执行动作的函数分为加载动作到缓存区和应用动作两步：

def _pre_physics_step(self, actions: torch.Tensor) -> None:
	self.actions = self.action_scale * actions.clone()

def _apply_action(self) -> None:
	self.cartpole.set_joint_effort_target(self.actions, joint_ids=self._cart_dof_idx)

3.4.5 注册环境

之前的方法中没有注册环境，而是直接将管理配置类传入管理类来建立一个环境实例，将环境注册到gymnasium注册表中可以使得这一步骤更加简洁和可拓展。

注册后，仅仅需要使用train.py 脚本，并将任务名以参数的形式传入即可。

注册环境首先需要make一下环境，得到一个env，env可以用于代理环境的运行，如下：

def main():
    """Random actions agent with Isaac Lab environment."""
    # create environment configuration
    env_cfg = parse_env_cfg(
        args_cli.task, device=args_cli.device, num_envs=args_cli.num_envs, use_fabric=not args_cli.disable_fabric
    )
    # create environment
    env = gym.make(args_cli.task, cfg=env_cfg)

    # print info (this is vectorized environment)
    print(f"[INFO]: Gym observation space: {env.observation_space}")
    print(f"[INFO]: Gym action space: {env.action_space}")
    # reset environment
    env.reset()
    # simulate environment
    while simulation_app.is_running():
        # run everything in inference mode
        with torch.inference_mode():
            # sample actions from -1 to 1
            actions = 2 * torch.rand(env.action_space.shape, device=env.unwrapped.device) - 1
            # apply actions
            env.step(actions)

    # close the simulator
    env.close()

使用gym.register来注册一个环境，在环境包的__init__.py中完成。需要的参数有id、entry_point、环境额外的参数kwargs、disable_env_checker。

gym.register(
    id="Isaac-Cartpole-RGB-TheiaTiny-v0",
    entry_point="isaaclab.envs:ManagerBasedRLEnv",
    disable_env_checker=True,
    kwargs={
        "env_cfg_entry_point": f"{__name__}.cartpole_camera_env_cfg:CartpoleTheiaTinyCameraEnvCfg",
        "rl_games_cfg_entry_point": f"{agents.__name__}:rl_games_feature_ppo_cfg.yaml",
    },
)

其中id是环境名称，一般以Isaac-作为前缀，后接任务名，最后是机器人名与版本号。
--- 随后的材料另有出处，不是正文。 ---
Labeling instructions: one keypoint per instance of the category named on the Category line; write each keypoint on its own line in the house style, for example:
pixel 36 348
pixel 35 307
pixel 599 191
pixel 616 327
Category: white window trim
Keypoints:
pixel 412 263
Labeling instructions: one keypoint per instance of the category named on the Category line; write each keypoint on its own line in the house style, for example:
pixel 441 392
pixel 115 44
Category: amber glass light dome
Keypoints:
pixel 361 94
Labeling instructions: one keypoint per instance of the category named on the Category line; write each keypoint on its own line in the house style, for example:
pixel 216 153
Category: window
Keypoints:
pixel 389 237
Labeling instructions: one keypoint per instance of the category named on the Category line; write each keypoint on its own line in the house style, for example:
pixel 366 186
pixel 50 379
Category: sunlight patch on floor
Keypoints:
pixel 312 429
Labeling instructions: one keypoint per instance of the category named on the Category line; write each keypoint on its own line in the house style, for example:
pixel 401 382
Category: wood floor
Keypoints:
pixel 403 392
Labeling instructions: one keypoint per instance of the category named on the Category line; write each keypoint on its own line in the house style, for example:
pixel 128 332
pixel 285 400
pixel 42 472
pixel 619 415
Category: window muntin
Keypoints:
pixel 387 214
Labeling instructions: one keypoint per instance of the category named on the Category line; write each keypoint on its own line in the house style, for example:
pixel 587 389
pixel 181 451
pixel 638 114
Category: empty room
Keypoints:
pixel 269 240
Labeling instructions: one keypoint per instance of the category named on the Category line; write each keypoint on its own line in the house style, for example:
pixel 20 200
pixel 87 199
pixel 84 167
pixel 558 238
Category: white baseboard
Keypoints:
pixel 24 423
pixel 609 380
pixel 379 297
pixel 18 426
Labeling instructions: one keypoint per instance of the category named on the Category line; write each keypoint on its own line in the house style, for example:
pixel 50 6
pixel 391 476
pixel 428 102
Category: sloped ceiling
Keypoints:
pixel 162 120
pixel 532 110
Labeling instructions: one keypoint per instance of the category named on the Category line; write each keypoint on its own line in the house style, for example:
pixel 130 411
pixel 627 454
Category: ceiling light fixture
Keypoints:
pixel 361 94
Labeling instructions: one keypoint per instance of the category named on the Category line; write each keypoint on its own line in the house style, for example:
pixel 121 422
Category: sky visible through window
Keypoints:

entry-point是环境类的入口点，入口点表示为:的形式，入口点用于在创建环境实例的时候导入环境类；kwargs设置一些配置入口点，配置入口点可以是配置类或一个Yaml文件。

在基于直接调用的实现中，将环境的入口定义为自己实现的那个类，而不是DirectRLEnv。

import gymnasium as gym

from . import agents

##
# Register Gym environments.
##

gym.register(
    id="Isaac-Cartpole-Direct-v0",
    entry_point=f"{__name__}.cartpole_env:CartpoleEnv",
    disable_env_checker=True,
    kwargs={
        "env_cfg_entry_point": f"{__name__}.cartpole_env:CartpoleEnvCfg",
        "rl_games_cfg_entry_point": f"{agents.__name__}:rl_games_ppo_cfg.yaml",
        "rsl_rl_cfg_entry_point": f"{agents.__name__}.rsl_rl_ppo_cfg:CartpolePPORunnerCfg",
        "skrl_cfg_entry_point": f"{agents.__name__}:skrl_ppo_cfg.yaml",
        "sb3_cfg_entry_point": f"{agents.__name__}:sb3_ppo_cfg.yaml",
    },
)

在使用gym来注册时，需要导入isaaclab_tasks，这会遍历所有的子包并注册它们各自的环境。

此外，ManagerBasedRLEnv虽然符合gymnasium.Env接口，但它并不是一个标准的gym，因为输入输出是torch tensors 而不是numpy。

3.4.6 使用RL Agent进行训练

每个学习库下有train.py脚本，包含了训练的配置。

由于不同学习库使用的API接口要求的数据类型和格式不一，在ManagerBasedEnv中没有基于任意特定的学习库来设计，而是需要通过各个包装器将环境转换为所期望的接口。

在使用gym.make后，环境变成了gymnasium代理的，但是于强化学习库不兼容，此时使用包装器转化为符合某个强化学习库的兼容格式，如Sb3VecEnvWrapper。

# wrap for video recording
if args_cli.video:
    video_kwargs = {
    "video_folder": os.path.join(log_dir, "videos", "train"),
    "step_trigger": lambda step: step % args_cli.video_interval == 0,
    "video_length": args_cli.video_length,
    "disable_logger": True,
    }
    print("[INFO] Recording videos during training.")
    print_dict(video_kwargs, nesting=4)
    env = gym.wrappers.RecordVideo(env, **video_kwargs)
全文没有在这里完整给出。